Researchers indicate that formation of this code has a divine background. This belief has been given weight by presence of bas relief which show the code being handed down to the king by sun god known as Shamash (Sassoon, 33). This belief exists since Shamash is often associated with justice. Hammurabi’s code was set in columns fashioned horizontally forming what is commonly referred to cuneiform text or writing. This form of writing consists of writings set on one side, 16 in number, while the back was fashioned to consist of 28 columns (Sassoon, 36). The writing that makes up this code starts off with an explanation of restorative efforts meant to win back temples as well as cults within the Babylonian society (Sassoon, 37).

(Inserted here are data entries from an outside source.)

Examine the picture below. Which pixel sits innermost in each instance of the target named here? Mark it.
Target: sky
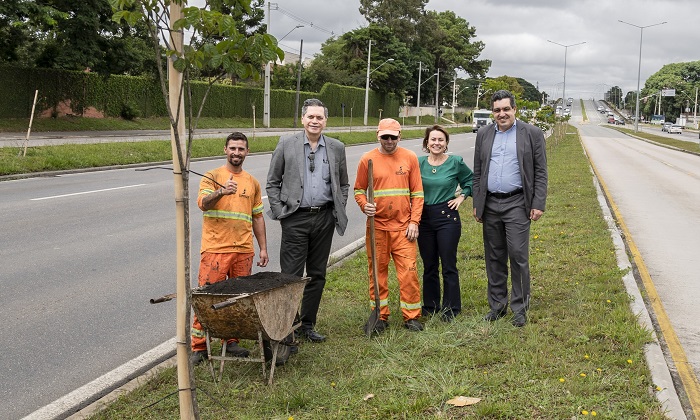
(516, 34)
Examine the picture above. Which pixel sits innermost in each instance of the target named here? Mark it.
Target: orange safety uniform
(227, 234)
(398, 195)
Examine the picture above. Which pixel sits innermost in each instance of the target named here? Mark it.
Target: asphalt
(52, 138)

The code, which is made up of about 28 sections, was established from subsequent amendments to laws in existence during the Babylonian era, and was not established as stringent legal rules as most historians believe (Breazeale & Sholl, 12 ). As such, it was formulated in a manner that allows it to offer directions in relations to procedures to be followed while handling disputes.
Based on research, the code came into existence not as a version of current constitutions or Napoleonian laws. Therefore, it is most likely purpose was to assist Babylonian society find relief in that when a given individual experienced any form of injustice, such an individual would be accorded justice and wrongs righted appropriately (Breazeale & Sholl, 13). Furthermore, Hammurabi’s code was established as a form of reference for imminent leaders and such a code would be used to give guidance during rulings relating to provision of justice.

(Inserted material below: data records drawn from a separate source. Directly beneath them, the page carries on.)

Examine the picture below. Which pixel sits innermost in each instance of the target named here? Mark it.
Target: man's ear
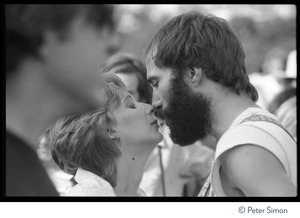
(195, 75)
(112, 130)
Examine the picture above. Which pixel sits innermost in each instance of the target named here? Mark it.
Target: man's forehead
(150, 57)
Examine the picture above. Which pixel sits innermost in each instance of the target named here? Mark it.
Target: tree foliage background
(259, 27)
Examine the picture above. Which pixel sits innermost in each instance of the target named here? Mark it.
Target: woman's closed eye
(130, 102)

Researchers and historians believe that Hammurabi established these rules as a tactic applicable to ensure control of information as well as history that flowed from his jurisdiction (Breazeale & Sholl, 14). This belief stems from the fact that King Hammurabi constantly dealt with a lot of small disputes. Therefore, he established codes to help build a good image of himself to the rest of the world. He endeavored to show the rest of the world that he exercised justice.
The most important reason that that necessitated creation of Hammurabi’s code was facilitate creation of rigid laws which would help address incidences of disputes within his society. This code became a vital tool to help ensure order (Breazeale & Sholl, 15). Prior to establishment of these codes, there lacked a system that would effectively bring people together. In addition, justice was meted out in a vigilante fashion. Establishment of these rules helped ensure that an individual would not be unjustly punished for minor crimes (Breazeale & Sholl, 16).

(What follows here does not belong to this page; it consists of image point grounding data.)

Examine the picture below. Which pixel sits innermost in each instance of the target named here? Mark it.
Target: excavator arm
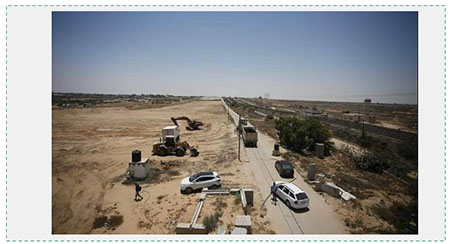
(192, 124)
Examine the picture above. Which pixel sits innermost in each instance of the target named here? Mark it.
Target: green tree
(300, 135)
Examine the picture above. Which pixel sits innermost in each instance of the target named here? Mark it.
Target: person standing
(137, 196)
(273, 190)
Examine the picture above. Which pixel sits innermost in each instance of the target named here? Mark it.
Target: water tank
(276, 147)
(136, 156)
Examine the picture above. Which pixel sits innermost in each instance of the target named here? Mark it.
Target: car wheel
(162, 151)
(288, 204)
(188, 190)
(215, 186)
(179, 152)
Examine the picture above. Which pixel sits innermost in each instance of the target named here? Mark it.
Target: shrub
(408, 150)
(376, 161)
(402, 216)
(269, 117)
(302, 135)
(210, 221)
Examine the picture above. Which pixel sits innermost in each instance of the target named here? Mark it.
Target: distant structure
(353, 117)
(312, 114)
(367, 103)
(367, 116)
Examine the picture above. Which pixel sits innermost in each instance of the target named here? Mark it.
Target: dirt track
(90, 153)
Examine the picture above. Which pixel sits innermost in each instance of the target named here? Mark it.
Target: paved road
(320, 218)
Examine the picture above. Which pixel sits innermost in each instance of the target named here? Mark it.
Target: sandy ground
(91, 149)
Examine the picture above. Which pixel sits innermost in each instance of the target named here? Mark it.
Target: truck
(249, 135)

Hammurabi’s code may be considered an archetype in relation to current laws. Modern law provides for punishment for violations such as homicides and theft. As a result, although Hammurabi’s codes do not out rightly show a direct resemblance to contemporary law, there are common basics such as ensuring orderliness in terms of justice and individual rights. The code was adopted by general population as a guide without exceptions (Breazeale & Sholl, 17). Since Hammurabi’s code is the first and earliest law, contemporary laws have evolved from it which has been an archetype for subsequent laws.
Most scholars believe the code is not law by contemporary standards. This belief arises from the fact that the code, in their view, comprises regulations as well as ideas coined by Hammurabi while presiding over disputes (Breazeale & Sholl, 18). Since this code lack substantial fairness, later systems were established based on fairness and equality. Subsequent laws were developed with the purpose of providing protection to the society (Breazeale & Sholl, 19).